Caesars Entertainment Corporation, which is responsible for such properties as the Rio All Suite Las Vegas Hotel And Casino, Bally’s Atlantic City Hotel And Casino and Caesars Windsor Hotel And Casino, revealed that fourth-quarter casino revenues had risen by 3.2% year-on-year to reach $544 million while net takings for the three-month period increased by 3% to reach $949 million.

The Las Vegas-based firm explained that its fourth-quarter operations income swelled by almost 149% year-on-year to $102 million while the period saw adjusted earnings before interest, tax, depreciation and amortization climb by 10.6% to $250 million. It declared that these improvements were mainly due to “increases in net revenues and efficiency initiatives” before detailing that its three-month property earnings before interest, tax, depreciation and amortization had advanced by 15.2% to hit $273 million.

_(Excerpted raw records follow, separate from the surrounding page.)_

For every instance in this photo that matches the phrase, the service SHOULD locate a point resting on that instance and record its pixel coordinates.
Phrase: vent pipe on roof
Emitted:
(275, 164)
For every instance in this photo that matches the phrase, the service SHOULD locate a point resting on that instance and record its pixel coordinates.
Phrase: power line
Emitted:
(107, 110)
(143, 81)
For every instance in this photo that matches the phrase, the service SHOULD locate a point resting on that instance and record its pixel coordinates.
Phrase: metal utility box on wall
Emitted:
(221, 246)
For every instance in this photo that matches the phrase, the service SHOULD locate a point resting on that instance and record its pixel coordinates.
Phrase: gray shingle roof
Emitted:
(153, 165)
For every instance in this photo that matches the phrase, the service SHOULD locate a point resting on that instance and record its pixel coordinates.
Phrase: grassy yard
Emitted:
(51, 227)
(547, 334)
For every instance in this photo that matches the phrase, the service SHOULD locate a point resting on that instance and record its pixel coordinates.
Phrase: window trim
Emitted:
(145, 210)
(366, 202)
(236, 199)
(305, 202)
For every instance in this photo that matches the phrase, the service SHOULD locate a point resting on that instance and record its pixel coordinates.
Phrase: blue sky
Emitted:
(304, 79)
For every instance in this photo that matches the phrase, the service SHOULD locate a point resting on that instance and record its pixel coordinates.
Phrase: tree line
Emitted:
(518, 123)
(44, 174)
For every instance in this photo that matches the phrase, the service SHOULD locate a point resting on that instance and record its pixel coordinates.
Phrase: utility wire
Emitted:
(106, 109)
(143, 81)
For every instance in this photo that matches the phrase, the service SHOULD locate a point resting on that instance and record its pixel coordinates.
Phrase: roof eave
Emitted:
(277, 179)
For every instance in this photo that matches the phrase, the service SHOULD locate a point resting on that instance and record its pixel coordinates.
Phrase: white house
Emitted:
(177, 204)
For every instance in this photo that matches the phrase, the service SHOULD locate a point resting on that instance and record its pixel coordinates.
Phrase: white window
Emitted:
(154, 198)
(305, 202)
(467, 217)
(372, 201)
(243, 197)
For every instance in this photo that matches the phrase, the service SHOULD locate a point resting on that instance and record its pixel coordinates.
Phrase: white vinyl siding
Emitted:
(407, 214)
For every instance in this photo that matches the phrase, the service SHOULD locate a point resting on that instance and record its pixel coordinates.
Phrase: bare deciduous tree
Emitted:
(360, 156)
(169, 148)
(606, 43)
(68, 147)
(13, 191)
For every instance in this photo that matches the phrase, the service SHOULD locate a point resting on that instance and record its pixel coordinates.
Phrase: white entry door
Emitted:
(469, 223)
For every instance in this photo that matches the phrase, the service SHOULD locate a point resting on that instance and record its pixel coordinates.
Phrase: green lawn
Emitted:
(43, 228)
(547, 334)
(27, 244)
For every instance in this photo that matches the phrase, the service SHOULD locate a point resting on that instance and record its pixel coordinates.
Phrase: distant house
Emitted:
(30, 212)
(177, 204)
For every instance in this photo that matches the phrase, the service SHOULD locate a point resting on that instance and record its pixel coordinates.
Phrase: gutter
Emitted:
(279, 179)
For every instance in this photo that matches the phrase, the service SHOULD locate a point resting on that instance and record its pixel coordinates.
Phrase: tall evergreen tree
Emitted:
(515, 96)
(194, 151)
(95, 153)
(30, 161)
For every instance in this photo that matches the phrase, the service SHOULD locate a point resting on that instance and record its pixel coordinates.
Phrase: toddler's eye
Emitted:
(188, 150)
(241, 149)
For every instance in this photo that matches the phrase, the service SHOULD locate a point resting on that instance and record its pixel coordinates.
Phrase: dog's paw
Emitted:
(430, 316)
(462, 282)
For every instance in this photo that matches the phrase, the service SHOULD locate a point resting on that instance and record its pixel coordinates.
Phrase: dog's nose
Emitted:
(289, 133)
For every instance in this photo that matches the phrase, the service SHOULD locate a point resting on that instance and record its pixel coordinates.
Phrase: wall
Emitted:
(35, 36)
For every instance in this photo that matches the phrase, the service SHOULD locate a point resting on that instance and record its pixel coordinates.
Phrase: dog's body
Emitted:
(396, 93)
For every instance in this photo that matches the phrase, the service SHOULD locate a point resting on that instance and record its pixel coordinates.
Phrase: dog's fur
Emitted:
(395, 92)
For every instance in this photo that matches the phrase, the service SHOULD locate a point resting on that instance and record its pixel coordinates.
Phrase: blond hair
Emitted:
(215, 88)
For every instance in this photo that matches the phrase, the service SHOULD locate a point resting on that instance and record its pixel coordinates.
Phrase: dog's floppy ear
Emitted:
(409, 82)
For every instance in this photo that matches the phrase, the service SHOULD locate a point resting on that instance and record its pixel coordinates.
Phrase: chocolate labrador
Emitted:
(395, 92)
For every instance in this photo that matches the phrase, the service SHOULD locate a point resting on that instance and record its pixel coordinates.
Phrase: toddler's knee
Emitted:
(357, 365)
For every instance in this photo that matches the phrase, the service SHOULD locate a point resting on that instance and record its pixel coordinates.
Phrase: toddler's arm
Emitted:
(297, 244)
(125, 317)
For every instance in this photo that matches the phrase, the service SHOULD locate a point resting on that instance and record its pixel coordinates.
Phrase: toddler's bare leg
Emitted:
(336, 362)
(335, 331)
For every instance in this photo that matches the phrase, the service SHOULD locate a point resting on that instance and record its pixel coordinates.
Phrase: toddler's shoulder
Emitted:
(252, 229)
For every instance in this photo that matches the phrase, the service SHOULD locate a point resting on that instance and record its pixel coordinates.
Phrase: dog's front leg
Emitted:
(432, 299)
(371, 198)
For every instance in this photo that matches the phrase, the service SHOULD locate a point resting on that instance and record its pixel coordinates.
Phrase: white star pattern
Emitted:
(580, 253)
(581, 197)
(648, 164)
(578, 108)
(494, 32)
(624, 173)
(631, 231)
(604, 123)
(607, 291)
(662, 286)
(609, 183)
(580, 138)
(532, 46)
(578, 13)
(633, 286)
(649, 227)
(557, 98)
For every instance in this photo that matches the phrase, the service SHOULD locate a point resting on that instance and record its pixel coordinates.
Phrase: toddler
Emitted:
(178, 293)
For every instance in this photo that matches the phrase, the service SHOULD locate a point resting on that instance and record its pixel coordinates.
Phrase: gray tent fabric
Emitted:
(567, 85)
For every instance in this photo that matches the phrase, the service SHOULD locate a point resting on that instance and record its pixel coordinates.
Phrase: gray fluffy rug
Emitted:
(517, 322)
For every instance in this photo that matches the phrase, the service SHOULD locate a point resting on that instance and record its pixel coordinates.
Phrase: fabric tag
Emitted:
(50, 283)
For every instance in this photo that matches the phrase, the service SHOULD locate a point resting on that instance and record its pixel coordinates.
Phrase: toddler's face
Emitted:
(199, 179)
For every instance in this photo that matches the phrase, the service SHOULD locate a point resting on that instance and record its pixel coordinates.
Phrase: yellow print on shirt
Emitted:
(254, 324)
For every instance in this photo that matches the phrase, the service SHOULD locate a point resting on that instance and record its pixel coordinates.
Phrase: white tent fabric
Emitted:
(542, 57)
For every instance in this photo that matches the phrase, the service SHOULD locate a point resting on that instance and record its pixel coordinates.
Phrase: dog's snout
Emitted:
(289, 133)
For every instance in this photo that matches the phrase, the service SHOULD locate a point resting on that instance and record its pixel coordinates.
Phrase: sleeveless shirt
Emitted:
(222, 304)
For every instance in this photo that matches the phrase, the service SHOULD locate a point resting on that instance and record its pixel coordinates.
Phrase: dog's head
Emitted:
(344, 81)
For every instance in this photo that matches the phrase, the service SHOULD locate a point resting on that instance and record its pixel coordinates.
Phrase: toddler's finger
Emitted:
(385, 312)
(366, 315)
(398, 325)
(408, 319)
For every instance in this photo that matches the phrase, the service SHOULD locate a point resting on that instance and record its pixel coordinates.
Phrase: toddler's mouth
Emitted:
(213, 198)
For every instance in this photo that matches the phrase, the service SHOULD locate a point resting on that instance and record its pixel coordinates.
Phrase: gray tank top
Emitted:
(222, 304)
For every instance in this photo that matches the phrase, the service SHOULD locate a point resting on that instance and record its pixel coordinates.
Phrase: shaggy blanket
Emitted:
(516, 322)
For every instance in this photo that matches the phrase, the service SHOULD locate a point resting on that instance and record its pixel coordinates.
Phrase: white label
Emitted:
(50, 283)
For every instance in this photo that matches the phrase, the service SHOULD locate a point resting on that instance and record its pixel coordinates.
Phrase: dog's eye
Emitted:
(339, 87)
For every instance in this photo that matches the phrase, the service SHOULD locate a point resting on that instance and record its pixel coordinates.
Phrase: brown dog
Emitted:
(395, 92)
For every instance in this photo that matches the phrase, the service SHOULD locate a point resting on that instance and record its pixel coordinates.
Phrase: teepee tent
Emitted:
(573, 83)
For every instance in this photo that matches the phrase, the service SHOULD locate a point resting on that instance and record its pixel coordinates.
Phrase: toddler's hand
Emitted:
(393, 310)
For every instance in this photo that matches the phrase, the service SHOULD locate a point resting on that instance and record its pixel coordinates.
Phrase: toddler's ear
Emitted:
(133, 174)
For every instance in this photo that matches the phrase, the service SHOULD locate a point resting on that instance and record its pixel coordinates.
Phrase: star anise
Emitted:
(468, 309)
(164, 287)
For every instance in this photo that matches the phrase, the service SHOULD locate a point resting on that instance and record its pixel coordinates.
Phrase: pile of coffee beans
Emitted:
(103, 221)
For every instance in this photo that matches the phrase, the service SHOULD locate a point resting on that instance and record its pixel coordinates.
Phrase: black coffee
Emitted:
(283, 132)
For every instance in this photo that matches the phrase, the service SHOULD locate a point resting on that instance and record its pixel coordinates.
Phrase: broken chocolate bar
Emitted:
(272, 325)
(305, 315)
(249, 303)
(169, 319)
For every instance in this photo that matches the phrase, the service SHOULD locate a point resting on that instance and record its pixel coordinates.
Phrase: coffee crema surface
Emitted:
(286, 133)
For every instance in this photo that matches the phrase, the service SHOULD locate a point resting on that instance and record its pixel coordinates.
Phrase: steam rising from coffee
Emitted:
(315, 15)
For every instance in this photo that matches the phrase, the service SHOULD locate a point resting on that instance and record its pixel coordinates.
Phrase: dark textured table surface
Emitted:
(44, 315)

However, the company reported that its net loss for the final three months of 2016 had totaled $435 million, which compares with a deficit of $39 million for the same period in 2015, due to a $426 million accrual related to its estimate of the additional amount it may have to pay in order to support the restructuring of Caesars Entertainment Operating Company Incorporated.

For the full year, Caesars Entertainment Corporation revealed a 0.4% year-on-year boost in casino takings to just over $2.17 billion while its net revenues advanced by 2.8% to nearly $3.88 billion. It explained that annual adjusted earnings before interest, tax, depreciation and amortization had hit $1.07 billion, which was a swell of some 34%, while property earnings before interest, tax, depreciation and amortization rose by 31% to $1.14 billion.

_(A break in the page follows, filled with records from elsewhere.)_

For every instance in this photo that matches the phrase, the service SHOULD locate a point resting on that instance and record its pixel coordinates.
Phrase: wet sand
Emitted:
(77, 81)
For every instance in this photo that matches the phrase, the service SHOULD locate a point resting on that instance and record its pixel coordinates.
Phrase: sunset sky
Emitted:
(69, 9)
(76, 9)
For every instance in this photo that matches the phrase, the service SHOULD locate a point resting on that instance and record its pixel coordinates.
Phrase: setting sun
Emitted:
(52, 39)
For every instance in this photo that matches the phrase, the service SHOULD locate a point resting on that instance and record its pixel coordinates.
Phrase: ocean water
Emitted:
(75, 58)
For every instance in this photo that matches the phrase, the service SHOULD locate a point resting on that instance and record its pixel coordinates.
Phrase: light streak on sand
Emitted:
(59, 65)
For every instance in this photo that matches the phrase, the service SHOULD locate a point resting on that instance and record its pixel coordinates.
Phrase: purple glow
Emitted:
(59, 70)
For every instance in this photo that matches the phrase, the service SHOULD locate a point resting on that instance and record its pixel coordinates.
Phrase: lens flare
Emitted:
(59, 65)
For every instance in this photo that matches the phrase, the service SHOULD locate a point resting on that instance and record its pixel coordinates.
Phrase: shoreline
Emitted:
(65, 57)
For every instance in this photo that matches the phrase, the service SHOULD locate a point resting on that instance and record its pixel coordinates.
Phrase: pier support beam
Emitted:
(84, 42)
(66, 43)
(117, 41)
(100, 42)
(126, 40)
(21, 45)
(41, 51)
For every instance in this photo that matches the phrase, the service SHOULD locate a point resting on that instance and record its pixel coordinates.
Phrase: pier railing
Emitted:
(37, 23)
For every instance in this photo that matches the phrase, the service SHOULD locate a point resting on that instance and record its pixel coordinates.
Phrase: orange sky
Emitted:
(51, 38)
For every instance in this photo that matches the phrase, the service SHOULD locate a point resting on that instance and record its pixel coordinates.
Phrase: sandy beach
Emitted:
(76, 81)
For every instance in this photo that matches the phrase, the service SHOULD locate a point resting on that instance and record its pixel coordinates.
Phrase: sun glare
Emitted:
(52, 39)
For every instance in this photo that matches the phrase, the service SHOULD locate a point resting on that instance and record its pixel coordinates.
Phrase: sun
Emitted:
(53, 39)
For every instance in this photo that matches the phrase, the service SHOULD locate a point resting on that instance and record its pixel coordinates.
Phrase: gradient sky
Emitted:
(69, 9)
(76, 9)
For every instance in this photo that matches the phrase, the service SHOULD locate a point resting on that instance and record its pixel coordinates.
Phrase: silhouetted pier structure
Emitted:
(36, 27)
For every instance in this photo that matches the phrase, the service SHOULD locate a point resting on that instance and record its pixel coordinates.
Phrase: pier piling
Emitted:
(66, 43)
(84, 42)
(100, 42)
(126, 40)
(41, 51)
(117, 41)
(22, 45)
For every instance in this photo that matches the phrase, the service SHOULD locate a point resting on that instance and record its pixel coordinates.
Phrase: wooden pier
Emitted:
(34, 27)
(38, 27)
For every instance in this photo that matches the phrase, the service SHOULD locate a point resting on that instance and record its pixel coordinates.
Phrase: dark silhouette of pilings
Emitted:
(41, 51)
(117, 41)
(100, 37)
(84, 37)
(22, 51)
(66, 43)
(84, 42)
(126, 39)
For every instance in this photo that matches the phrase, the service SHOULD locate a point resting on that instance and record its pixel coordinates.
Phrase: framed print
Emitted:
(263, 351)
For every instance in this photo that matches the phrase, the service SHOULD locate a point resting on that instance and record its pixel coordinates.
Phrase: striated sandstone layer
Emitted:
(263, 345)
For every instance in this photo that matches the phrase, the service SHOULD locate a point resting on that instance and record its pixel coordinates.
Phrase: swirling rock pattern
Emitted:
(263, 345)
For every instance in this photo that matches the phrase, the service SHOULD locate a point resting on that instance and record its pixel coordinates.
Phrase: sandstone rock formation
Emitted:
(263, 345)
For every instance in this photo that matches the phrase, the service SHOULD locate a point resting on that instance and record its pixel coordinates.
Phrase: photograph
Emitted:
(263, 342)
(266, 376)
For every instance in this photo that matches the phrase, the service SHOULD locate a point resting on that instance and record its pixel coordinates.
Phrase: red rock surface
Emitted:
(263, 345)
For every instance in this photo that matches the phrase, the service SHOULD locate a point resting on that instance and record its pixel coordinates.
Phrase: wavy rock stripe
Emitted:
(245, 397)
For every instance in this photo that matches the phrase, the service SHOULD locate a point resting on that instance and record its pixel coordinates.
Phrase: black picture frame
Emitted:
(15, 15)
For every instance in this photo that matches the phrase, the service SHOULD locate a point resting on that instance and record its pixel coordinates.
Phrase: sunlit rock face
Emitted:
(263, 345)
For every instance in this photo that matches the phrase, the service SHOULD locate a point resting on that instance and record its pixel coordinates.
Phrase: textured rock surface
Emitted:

Again, however, the casino operator explained that the situation with Caesars Entertainment Operating Company Incorporated had led to it reporting an annual net loss of $2.74 billion, which compares with 2015’s surplus of $6.13 billion, as deconsolidation and restructuring costs hit $5.75 billion.

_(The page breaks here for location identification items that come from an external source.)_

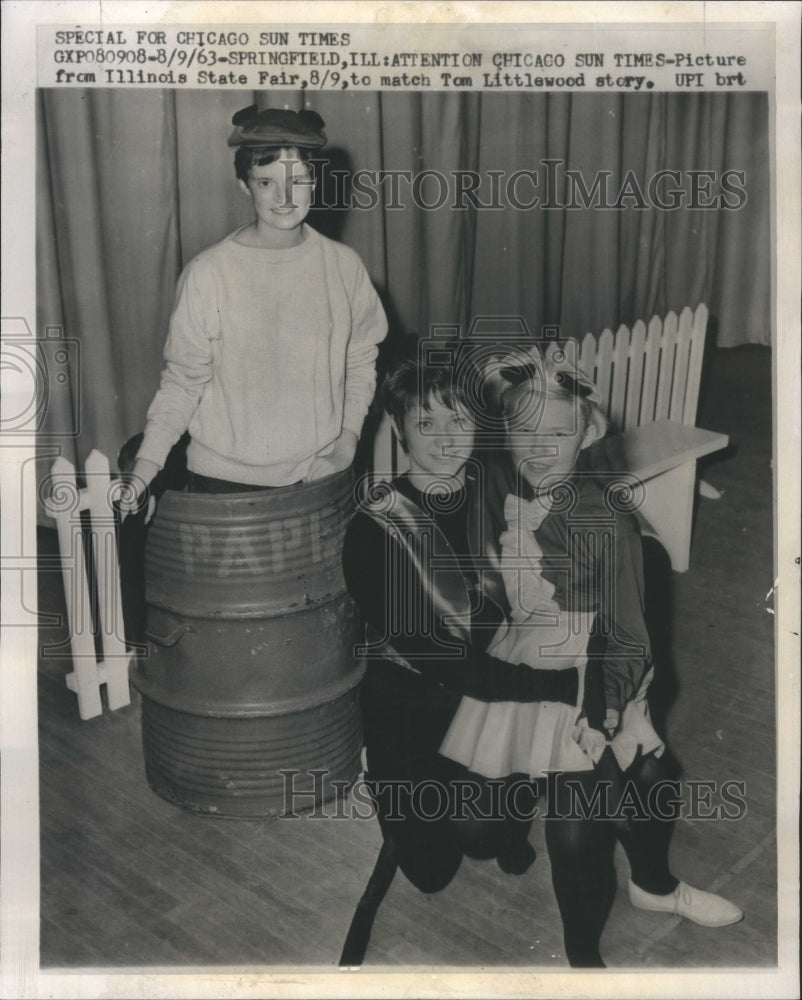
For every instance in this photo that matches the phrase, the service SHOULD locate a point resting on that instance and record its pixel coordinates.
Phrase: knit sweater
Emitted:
(270, 355)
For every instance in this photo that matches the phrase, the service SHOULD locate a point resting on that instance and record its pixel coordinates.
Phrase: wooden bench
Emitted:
(649, 383)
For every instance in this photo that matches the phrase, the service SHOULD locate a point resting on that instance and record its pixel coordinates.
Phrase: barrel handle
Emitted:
(172, 638)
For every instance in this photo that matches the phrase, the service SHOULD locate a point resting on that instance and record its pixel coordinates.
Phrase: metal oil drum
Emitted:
(252, 671)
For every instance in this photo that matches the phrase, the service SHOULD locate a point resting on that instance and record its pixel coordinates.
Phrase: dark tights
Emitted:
(581, 853)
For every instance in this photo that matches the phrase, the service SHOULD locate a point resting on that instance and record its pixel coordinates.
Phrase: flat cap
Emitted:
(277, 127)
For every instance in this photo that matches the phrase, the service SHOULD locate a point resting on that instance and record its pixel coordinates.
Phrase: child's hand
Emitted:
(339, 458)
(140, 477)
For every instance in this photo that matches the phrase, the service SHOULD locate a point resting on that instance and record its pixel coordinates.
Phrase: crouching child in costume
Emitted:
(413, 562)
(571, 562)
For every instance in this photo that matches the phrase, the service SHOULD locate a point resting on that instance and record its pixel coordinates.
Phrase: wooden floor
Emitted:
(129, 880)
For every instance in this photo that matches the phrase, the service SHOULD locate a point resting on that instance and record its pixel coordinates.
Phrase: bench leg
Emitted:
(668, 507)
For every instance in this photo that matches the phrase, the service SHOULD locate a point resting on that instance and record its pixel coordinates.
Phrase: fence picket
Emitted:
(635, 381)
(698, 332)
(604, 357)
(654, 336)
(681, 360)
(587, 356)
(667, 348)
(112, 628)
(83, 679)
(620, 374)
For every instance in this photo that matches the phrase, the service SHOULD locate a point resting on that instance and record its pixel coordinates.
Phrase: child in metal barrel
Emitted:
(270, 357)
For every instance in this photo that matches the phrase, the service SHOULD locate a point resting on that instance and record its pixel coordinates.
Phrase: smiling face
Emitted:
(438, 440)
(546, 437)
(282, 196)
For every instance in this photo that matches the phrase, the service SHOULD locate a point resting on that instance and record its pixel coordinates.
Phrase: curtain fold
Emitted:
(132, 184)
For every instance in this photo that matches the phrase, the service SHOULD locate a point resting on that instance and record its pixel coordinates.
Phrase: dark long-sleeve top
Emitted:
(431, 656)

“Caesars Entertainment [Corporation] delivered a second consecutive year of solid operational improvement and margin expansion driven by strong performance in Las Vegas, our largest market, and continued productivity improvements,” read a statement from Mark Frissora, President and Chief Executive Officer for Caesars Entertainment Corporation. “We also generated record full-year cash hotel revenues as we renovated over 8,000 rooms domestically since 2014. This year, we intend to deliver additional cash flow and margin improvements while completing [Caesars Entertainment Operating Company Incorporated’s] restructuring. These actions will allow us to continue to generate more value for our stakeholders as we execute against our long-term plan.”